Гвен нахмурилась, оценила свои силы, улыбнулась и проговорила намного мягче:
— Но ты совсем один в этом страшном лесу, в такой дали, без людей. Наверное, вы очень скучаете по своим товарищам, святой отец.
— Я не «отец», — автоматически отозвался монах. — Я еще не успел… — Он запнулся, злясь на себя за то, что проговорился. Гвен по его лицу видела, как мечутся его мысли, но сознание монаха при этом не выдавало наружу ни капли информации. Он не желал признаваться в том, что он действительно монах.
Гвен решила добавить немного маслица в заварившуюся кашу.
— Ну же, вы добрый человек и всегда желали быть добрым. Теперь же вы пойманы на месте преступления, и вернуться в обитель у вас нет никакой возможности. Вероятно, вам непросто заставлять себя творить чудовищ, которые до смерти пугают неповинных людей. — Во взгляде монаха мелькнула тень сомнения. Это было первым признаком проявления слабости. Гвен одарила его самой печальной и сочувствующей улыбкой, на какую только была способна. — Вероятно, вас сильно огорчает раскол в обители? Ведь вы помните о тех ваших собратьях, что ушли из монастыря и основали новую обитель? Разве вы не скучаете по ним?
Мнимый крестьянин горестно поджал губы и признался:
— Я тяжко тоскую по ним, леди.
— А переживаешь ли ты за них? Волнуешься ли о том, в безопасности ли они?
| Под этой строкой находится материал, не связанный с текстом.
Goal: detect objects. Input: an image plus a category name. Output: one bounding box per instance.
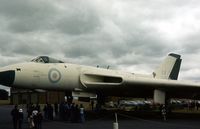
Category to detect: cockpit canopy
[31,56,64,63]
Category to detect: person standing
[161,105,167,121]
[54,103,58,116]
[37,112,43,129]
[11,105,19,129]
[80,104,85,123]
[19,109,24,129]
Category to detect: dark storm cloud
[0,0,56,33]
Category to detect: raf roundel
[48,68,61,83]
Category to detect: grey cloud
[0,0,57,33]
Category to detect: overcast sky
[0,0,200,89]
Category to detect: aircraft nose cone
[0,70,15,86]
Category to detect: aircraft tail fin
[153,53,182,80]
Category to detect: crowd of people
[11,102,85,129]
[59,102,85,123]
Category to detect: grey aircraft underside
[0,53,200,104]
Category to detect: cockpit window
[31,56,64,63]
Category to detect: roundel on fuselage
[48,68,61,83]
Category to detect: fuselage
[0,62,151,90]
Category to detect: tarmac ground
[0,105,200,129]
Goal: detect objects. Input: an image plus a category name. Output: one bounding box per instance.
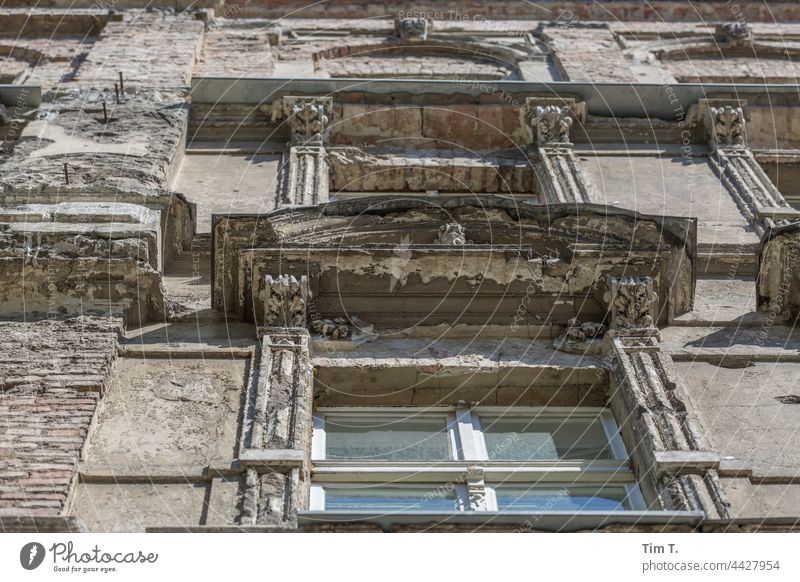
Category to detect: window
[310,407,645,513]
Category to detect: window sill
[298,510,705,532]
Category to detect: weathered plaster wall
[0,317,121,516]
[86,358,247,474]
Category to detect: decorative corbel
[264,275,308,327]
[394,16,433,41]
[436,222,467,246]
[610,277,658,333]
[281,97,333,146]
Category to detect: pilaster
[523,98,589,204]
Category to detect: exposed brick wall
[194,27,275,77]
[220,0,800,22]
[542,27,636,83]
[663,57,800,83]
[320,54,514,80]
[77,12,204,88]
[0,317,121,515]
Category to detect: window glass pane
[495,485,631,511]
[481,415,614,461]
[325,414,452,461]
[325,485,458,512]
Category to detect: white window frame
[309,406,646,512]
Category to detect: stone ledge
[239,449,306,468]
[654,451,719,474]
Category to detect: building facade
[0,0,800,532]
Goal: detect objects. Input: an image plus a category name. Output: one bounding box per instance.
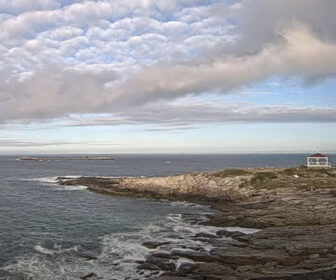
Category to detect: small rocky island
[59,167,336,280]
[18,156,114,161]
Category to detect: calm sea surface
[0,154,336,280]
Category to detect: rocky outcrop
[59,167,336,280]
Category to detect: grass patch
[251,172,278,188]
[211,169,251,178]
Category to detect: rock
[171,250,217,262]
[138,263,160,270]
[59,167,336,280]
[145,256,176,271]
[195,232,218,238]
[80,272,101,280]
[142,241,170,249]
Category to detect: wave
[2,200,256,280]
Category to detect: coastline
[58,167,336,280]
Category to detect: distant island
[74,156,114,160]
[58,166,336,280]
[18,156,114,161]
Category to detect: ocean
[0,154,336,280]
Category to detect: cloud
[62,100,336,131]
[0,0,336,123]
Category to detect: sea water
[0,154,336,280]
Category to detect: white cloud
[0,0,336,126]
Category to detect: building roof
[309,153,327,157]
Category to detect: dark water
[0,154,336,280]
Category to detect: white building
[307,153,331,168]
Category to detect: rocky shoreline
[58,167,336,280]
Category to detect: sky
[0,0,336,154]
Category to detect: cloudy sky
[0,0,336,154]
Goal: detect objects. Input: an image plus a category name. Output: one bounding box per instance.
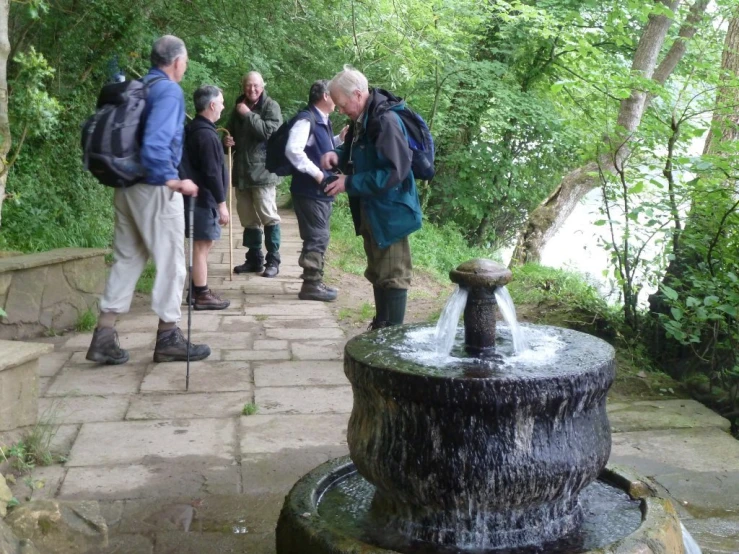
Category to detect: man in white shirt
[285,80,343,302]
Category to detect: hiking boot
[234,260,264,274]
[262,260,280,277]
[298,281,337,302]
[192,289,231,310]
[154,327,210,363]
[367,317,393,331]
[85,327,128,365]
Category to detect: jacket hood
[234,92,267,108]
[367,88,405,115]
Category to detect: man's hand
[164,179,198,196]
[218,202,229,225]
[323,175,346,196]
[321,152,339,169]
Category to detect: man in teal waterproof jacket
[321,66,422,329]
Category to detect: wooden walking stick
[218,127,234,281]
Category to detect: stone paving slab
[267,327,344,341]
[655,471,739,519]
[61,327,157,352]
[191,331,254,350]
[241,446,348,496]
[253,339,290,351]
[65,343,154,369]
[126,391,253,420]
[46,363,146,396]
[67,418,236,467]
[608,399,731,433]
[86,535,154,554]
[39,395,129,424]
[59,456,241,500]
[244,302,331,318]
[290,339,345,360]
[240,414,349,455]
[223,350,292,362]
[611,428,739,475]
[262,317,339,329]
[254,361,349,387]
[254,387,353,415]
[38,352,72,377]
[141,360,254,393]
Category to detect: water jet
[277,260,683,554]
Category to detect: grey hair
[192,85,222,113]
[328,64,369,96]
[241,71,264,90]
[308,79,328,106]
[151,35,187,67]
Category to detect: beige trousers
[235,186,280,229]
[100,184,186,323]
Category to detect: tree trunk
[0,0,11,225]
[649,10,739,314]
[510,0,708,267]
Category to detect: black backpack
[82,77,165,187]
[395,104,436,181]
[264,110,316,177]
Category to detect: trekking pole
[185,196,195,391]
[218,127,234,281]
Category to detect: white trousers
[100,184,187,323]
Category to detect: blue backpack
[395,104,436,181]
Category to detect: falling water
[680,523,701,554]
[436,287,467,356]
[495,287,529,354]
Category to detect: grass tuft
[74,309,98,333]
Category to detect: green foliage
[75,309,97,333]
[508,264,623,339]
[0,407,65,473]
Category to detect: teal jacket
[336,89,422,248]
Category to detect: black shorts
[185,206,221,240]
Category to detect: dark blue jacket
[290,106,336,202]
[336,88,423,248]
[141,67,185,185]
[182,115,228,210]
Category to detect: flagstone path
[5,209,739,554]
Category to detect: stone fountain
[277,260,683,554]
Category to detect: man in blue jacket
[182,85,231,310]
[321,66,421,329]
[285,79,346,302]
[87,35,210,364]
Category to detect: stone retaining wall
[0,248,107,339]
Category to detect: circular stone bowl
[276,456,684,554]
[344,326,614,548]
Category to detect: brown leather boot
[192,289,231,310]
[85,327,128,365]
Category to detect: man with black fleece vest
[285,80,348,302]
[182,85,231,310]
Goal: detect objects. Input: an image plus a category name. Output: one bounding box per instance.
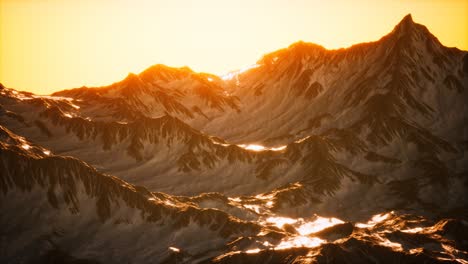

— Да, — подтвердил монах. — Ибо по духу они воистину братья мои.
Гвен кивнула:
— Они для тебя ближе родных братьев. Назови же свое имя, брат, чтобы я знала, к кому обращаюсь.
Монах зыркнул на нее, вздохнул и сдался.
— Меня зовут брат Клэнси, леди, и я не ведаю, как вам удалось преодолеть мою защиту и прочесть мои мысли. Ведь вы леди Гэллоугласс, не так ли?
— Верно, — подтвердила Гвен, стараясь не выказать радости победы. — И если вам известна моя репутация, брат Клэнси, то вы должны понимать, что для вас — высокая честь в том, что вы столь долго таились от меня.
— Вы очень проницательны, леди, — признал брат Клэнси. — И вы правы: я очень сожалею о том, что творил чудовищ и пугал ими несчастных крестьян.